First selection means for selecting n (n: positive integer) variables x_1, x_2,..., X_n to be encoded;
Second selection means for selecting the number m of variables after encoding (m; a positive integer of m ≧ n);
matrix generating means for arbitrarily generating a Boolean matrix A of m rows and n columns and an m-dimensional matrix b = [b_1, b_2,..., b_m] ^ T (T; vector transposition);
A first calculating unit that calculates Formula 1 and extracts each row to calculate an encoding expression y_j = f_j (x_1, x_2,..., X_n);
Second calculating means for calculating a decoding expression x_i = g_i (y_1, y_2,..., Y_m) using the calculated encoding expression as simultaneous equations of x_n;
In the program, a first replacement unit that replaces an assignment instruction with each encoding expression calculated by the first calculation unit;
In the program, second replacement means for replacing the variable on the right side with each decoding formula calculated by the second calculation means;
In the program, deletion means for deleting declarations of variables x_1, x_2, ..., x_n;
Declaration adding means for adding declarations of encoded variables y_1, y_2,..., Y_m and variables r_1, r_2,.

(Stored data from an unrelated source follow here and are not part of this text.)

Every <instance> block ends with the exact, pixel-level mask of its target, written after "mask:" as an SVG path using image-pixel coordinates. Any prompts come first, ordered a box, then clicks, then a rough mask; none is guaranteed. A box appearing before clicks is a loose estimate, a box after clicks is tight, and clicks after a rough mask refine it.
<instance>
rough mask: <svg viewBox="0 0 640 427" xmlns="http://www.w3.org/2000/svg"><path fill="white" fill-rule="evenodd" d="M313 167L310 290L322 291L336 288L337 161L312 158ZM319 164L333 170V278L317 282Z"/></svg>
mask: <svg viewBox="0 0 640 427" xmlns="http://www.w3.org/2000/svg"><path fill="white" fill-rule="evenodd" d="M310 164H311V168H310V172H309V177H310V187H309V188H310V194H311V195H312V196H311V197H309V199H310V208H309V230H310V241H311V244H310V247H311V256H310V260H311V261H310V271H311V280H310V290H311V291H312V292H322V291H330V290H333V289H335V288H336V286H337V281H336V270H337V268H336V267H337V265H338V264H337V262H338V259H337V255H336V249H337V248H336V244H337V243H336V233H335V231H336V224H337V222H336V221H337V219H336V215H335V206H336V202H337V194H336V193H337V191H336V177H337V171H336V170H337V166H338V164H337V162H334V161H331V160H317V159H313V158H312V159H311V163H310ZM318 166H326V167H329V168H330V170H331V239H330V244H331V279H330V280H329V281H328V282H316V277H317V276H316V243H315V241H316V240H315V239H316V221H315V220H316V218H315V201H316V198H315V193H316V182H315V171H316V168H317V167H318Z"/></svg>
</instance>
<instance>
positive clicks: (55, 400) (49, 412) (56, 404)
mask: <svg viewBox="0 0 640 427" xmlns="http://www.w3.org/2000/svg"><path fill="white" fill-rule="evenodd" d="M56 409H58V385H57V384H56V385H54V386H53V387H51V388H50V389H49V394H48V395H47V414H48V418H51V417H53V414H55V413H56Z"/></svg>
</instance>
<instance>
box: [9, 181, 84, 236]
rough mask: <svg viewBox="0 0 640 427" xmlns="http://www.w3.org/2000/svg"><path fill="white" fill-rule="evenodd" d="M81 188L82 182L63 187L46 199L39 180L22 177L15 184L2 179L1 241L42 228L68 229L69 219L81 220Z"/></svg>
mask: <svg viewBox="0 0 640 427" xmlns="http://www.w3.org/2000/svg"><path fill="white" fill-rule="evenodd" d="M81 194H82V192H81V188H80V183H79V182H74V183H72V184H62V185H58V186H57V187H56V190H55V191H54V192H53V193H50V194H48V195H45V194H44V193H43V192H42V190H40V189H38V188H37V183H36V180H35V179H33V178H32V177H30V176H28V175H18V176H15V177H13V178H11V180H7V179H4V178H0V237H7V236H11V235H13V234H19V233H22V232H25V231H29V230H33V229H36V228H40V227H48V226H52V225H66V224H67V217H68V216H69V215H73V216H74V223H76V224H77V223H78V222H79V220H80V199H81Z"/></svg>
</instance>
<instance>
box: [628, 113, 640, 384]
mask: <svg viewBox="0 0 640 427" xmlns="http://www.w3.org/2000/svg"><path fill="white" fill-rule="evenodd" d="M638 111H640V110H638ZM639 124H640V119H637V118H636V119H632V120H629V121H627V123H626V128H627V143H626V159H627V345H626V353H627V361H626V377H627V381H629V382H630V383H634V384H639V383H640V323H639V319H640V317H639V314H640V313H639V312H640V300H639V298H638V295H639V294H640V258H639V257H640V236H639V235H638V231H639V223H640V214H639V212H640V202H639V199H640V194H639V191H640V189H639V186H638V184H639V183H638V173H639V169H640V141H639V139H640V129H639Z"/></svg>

In the program, an instruction adding means for adding an instruction for setting a random number to each variable;
A program obfuscation device comprising:
First selection means, second selection means, matrix generation means, first calculation means, second calculation means, first replacement means, second replacement means, deletion means, declaration addition means, and instruction addition A program obfuscation method in a program obfuscation apparatus comprising means,
A first step in which the first selecting means selects n (n; positive integer) variables x_1, x_2,..., X_n to be encoded;
A second step in which the second selection means selects the number m of variables after encoding (m; a positive integer of m ≧ n);
A third step in which the matrix generation means arbitrarily generates an m-by-n Boolean matrix A and an m-dimensional matrix b = [b_1, b_2,..., B_m] ^ T (T; vector transposition); When,
A fourth step in which the first calculation means calculates Formula 2 to extract each row and calculate an encoding expression y_j = f_j (x_1, x_2,..., X_n);
A fifth step in which the second calculating means calculates a decoding equation x_i = g_i (y_1, y_2,..., Y_m) using the calculated encoding equation as a simultaneous equation of x_n;
A first step in which the first replacement means replaces the substitution instruction with each calculated encoding expression in the program;
A second step in which the second replacement means replaces the variable on the right side with each calculated decoding formula in the program;
An eighth step in which the deleting means deletes declarations of variables x_1, x_2, ..., x_n in the program;
A ninth step of adding declarations of encoded variables y_1, y_2, ..., y_m and variables r_1, r_2, ..., r_n for storing random numbers in the program;
A tenth step in which the instruction adding means adds an instruction for setting a random number to each variable in the program;
A program obfuscation method characterized by comprising:
A first step of selecting n (n; positive integer) variables x_1, x_2,..., X_n to be encoded;
A second step of selecting the number m of variables after encoding (m; a positive integer with m ≧ n);
a third step of arbitrarily generating an m-by-n Boolean matrix A and an m-dimensional matrix b = [b_1, b_2,..., b_m] ^ T (T; vector transposition);
A fourth step of calculating Formula 3 to extract each row and calculate an encoding expression y_j = f_j (x_1, x_2,..., X_n);
A fifth step of calculating a decoding expression x_i = g_i (y_1, y_2,..., Y_m) using the calculated encoding expression as simultaneous equations of x_n;
A sixth step of replacing an assignment instruction with each calculated encoding expression in the program;
In the program, a seventh step of replacing the variable on the right side with each calculated decoding formula ;
An eighth step of deleting declarations of variables x_1, x_2, ..., x_n in the program;
A ninth step of adding declarations of encoded variables y_1, y_2,..., Y_m and variables r_1, r_2,.
A tenth step of adding an instruction for setting a random number to each variable in the program;
A program that causes a computer to execute.